In the weather-beaten Mayan ruins of Tulum on the eastern coast of Mexico’s Yucatan Peninsula, there’s a centuries-old structure referred to as The Temple of the Descending God. On the walls of this crumbling building are barely discernible carvings of a figure turned upside down, as though diving. It’s believed by some that this is a picture of the honey bee god, Ah-Muzen-Cab, dipping into a flower for some nectar.
The Maya frequently imagined that valued consumables in the natural world — such as water, corn and honey — were under the control of specific deities. Honey was a source of sweetness, especially treasured in a culture that didn’t have sugar cane or sugar beets. Honey’s sugar content enabled it to be converted into an even more valuable commodity: booze.
The fermentation of honey was practiced by ancient peoples all over the world. The mead that Beowulf and his Anglo-Saxon warriors drank was made of honey, and the ancient Maya of Central America also prepared beer using a recipe of honey, with corn and chilies.
Henry Bruman, in his 1930 book “Alcohol in Ancient Mexico,” reported upon the widespread consumption of Mexican beverages created from fermented honey.
During the fermentation process of such beverages, alkaloid-bearing ingredients — including hallucinogenic peyote — were sometimes added, making for a potentially psychotropic sip.
In gift shops throughout Yucatan are displays of xtabentun (ish-tah-been-tune), advertised as “liquor of the Maya.” Made only in this region, xtabentun is honey beer to which anise and distilled spirits are usually added.
The name “xtabentun” is derived from the legend of a woman named Xtabey, a virtuous courtesan, who gave her love freely and cared for the needy. When she died and was buried, sweet flowers — called xtabentun — grew all about her tomb; these small white flowers are sometimes represented on labels of the bottled liquor.
Xtabentun may be taken straight or on the rocks. Some like to mix the liquor with coffee to make Mayan coffee or with tequila and lime to make a Mayan margarita.

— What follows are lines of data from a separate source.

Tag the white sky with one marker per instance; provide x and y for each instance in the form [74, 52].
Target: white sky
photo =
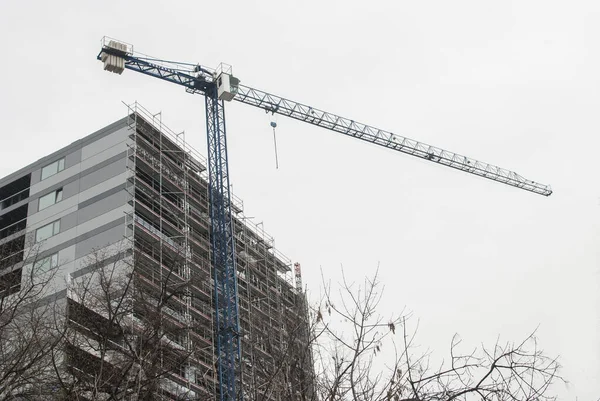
[510, 83]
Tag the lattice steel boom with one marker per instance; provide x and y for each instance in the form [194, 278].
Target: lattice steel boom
[220, 85]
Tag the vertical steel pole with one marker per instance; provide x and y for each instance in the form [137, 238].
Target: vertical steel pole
[223, 254]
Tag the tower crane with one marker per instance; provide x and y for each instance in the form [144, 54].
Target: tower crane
[219, 86]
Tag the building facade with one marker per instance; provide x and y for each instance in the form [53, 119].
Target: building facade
[133, 197]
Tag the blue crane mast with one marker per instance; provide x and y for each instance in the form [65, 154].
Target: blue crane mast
[219, 86]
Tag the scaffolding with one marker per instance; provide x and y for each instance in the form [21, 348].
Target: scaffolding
[168, 227]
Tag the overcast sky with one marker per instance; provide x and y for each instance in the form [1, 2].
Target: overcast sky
[510, 83]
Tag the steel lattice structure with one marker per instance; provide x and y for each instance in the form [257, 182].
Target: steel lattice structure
[118, 56]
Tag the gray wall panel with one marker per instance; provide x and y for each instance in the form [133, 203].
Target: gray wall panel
[102, 206]
[117, 125]
[68, 221]
[103, 174]
[73, 158]
[33, 205]
[100, 240]
[70, 189]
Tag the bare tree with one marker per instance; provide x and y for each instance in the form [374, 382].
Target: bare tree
[26, 312]
[370, 358]
[126, 335]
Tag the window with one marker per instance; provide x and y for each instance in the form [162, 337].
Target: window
[53, 168]
[50, 199]
[47, 231]
[44, 265]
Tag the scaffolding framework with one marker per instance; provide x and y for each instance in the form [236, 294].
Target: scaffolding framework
[169, 229]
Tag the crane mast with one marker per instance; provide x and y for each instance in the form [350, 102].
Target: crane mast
[220, 85]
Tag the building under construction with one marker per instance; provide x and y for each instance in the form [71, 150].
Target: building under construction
[134, 196]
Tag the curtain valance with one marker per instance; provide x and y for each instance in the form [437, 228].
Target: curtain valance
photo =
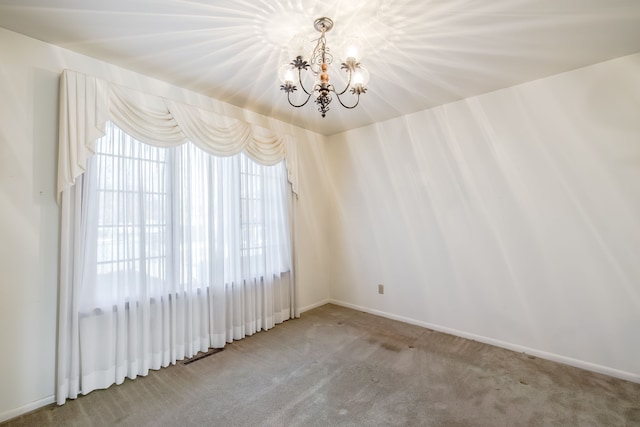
[87, 103]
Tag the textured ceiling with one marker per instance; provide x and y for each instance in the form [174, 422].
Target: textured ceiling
[420, 53]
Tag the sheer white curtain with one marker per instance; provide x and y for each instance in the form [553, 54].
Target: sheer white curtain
[167, 252]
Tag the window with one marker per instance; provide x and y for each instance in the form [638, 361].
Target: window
[176, 220]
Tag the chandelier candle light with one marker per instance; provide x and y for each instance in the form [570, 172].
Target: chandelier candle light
[318, 64]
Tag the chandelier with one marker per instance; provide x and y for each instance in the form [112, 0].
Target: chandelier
[318, 64]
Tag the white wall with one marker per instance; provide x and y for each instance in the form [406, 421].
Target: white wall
[511, 217]
[29, 215]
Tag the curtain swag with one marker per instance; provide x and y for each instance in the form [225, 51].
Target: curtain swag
[87, 103]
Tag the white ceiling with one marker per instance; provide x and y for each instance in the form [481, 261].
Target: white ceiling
[420, 53]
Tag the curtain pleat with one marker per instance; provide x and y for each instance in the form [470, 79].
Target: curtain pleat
[86, 103]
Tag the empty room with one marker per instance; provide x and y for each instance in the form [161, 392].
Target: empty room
[339, 213]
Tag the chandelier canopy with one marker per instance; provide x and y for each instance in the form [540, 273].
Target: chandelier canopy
[318, 64]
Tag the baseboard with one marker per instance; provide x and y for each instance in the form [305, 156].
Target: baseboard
[315, 305]
[26, 408]
[612, 372]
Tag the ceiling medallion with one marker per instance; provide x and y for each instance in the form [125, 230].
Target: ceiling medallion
[318, 64]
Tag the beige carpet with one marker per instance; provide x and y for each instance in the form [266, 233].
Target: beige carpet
[340, 367]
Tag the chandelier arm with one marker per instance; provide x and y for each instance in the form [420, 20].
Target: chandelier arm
[301, 105]
[346, 106]
[345, 88]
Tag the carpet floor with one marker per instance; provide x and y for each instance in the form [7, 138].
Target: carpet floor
[340, 367]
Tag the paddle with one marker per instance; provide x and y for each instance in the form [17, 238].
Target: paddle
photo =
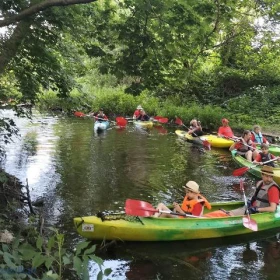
[160, 119]
[121, 121]
[204, 141]
[79, 114]
[144, 209]
[247, 221]
[180, 122]
[242, 170]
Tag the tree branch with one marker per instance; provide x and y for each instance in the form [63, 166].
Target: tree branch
[40, 7]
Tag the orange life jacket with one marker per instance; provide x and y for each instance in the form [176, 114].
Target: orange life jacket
[188, 205]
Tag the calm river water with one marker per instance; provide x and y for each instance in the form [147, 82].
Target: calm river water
[79, 173]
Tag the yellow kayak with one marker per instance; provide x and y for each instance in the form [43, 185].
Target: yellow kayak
[214, 140]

Xtabentun is predictably sweet, with a strong anise flavor similar to Sambuca or Galliano (without the latter’s herbal complexity). This liquor’s aggressive sweetness can be mellowed by mixing with vodka, moonshine or other clear spirits.
At Celeste in Chicago, bartender Michael Huebner adds xtabentun to a cocktail he created called 18-Rabbit, named after a legendary Mayan ruler. (If you’re in the U.S., look for xtabentun at specialty liquor stores. You may have to order it. Or you may need to fly to the sunny Yucatan.)